Miller signed with the Dodgers in 1959 and spent three years in the club's farm system, and then missed the full 1962 and 1963 seasons while performing United States Army service. After starting 1964 with the Albuquerque Dukes, he was recalled by the Dodgers in June after he went 8–0 with a standout 1.68 earned run average in the Double-A Texas League. He was plugged into the 1964 Dodgers' starting rotation, with 14 starts among his 16 appearances. On August 2, he threw his only MLB complete game, a 6–1 triumph over the first-place Philadelphia Phillies at Connie Mack Stadium. He allowed seven hits and only one base on balls, and fanned five. Overall, as a rookie, he fashioned a 4–8 record and a 4.18 earned run average. Then in October he was swapped to the Mets for outfielder Dick Smith, a former Dodger farmhand. Hurling for the tail-ending Mets, Miller appeared in 32 games (with six starts) over parts of two seasons, but won only one of seven decisions with a poor 5.35 ERA. His final MLB game was September 17, 1966.

Miller's final major league pitching line included a 5–14 won–lost record (for a winning percentage of .263) and an ERA of 4.71. In 1451/3 innings pitched, he allowed 162 hits and 57 walks; he struck out 93.

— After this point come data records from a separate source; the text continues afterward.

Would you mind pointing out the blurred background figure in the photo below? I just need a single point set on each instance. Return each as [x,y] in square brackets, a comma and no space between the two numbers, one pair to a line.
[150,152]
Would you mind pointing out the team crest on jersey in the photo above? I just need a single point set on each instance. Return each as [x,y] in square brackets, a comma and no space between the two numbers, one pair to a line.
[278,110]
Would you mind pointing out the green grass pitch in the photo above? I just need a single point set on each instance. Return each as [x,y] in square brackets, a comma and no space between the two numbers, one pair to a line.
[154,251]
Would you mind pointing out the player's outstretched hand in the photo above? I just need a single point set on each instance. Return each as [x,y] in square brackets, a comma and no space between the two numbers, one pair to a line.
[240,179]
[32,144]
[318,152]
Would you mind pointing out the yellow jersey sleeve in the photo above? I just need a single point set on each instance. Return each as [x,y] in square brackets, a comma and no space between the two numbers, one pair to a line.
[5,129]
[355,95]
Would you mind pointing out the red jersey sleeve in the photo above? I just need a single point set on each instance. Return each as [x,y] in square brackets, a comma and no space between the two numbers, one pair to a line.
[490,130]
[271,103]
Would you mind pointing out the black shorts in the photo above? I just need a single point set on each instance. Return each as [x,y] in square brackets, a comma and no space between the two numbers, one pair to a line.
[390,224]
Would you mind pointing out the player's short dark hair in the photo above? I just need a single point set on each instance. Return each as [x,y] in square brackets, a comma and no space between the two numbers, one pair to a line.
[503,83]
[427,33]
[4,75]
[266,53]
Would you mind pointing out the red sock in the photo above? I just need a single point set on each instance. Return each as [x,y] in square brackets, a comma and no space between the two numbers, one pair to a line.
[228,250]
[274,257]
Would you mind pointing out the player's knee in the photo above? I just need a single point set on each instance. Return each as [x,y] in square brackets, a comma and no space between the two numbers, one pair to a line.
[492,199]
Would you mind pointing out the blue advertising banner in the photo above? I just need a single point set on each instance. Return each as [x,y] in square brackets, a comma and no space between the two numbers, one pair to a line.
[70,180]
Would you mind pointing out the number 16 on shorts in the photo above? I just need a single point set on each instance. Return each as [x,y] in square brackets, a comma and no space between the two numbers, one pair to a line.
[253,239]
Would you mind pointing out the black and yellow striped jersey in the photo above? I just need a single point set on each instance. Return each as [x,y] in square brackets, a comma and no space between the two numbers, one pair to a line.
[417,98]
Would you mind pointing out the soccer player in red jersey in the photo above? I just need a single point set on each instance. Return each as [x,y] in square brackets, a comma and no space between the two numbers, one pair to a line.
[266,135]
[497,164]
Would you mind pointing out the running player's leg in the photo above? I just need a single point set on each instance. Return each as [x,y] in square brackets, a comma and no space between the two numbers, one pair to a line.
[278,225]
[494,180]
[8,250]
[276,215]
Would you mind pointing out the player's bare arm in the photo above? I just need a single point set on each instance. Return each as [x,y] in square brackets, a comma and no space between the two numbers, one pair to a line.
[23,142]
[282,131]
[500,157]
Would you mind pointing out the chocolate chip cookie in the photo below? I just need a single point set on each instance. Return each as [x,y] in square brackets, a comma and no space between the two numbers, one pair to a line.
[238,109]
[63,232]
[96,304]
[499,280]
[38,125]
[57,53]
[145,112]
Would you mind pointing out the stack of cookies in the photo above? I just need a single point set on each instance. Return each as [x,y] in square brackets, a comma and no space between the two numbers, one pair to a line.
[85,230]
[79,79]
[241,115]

He then pitched three more seasons at the Triple-A level before leaving the game at age 32 after a nine-year professional baseball career. He settled in the Phoenix area and earned a master's degree in engineering at Arizona State University. He spent three decades as a management consultant on major construction projects. Larry Miller died March 21, 2018, in Phoenix, aged 80.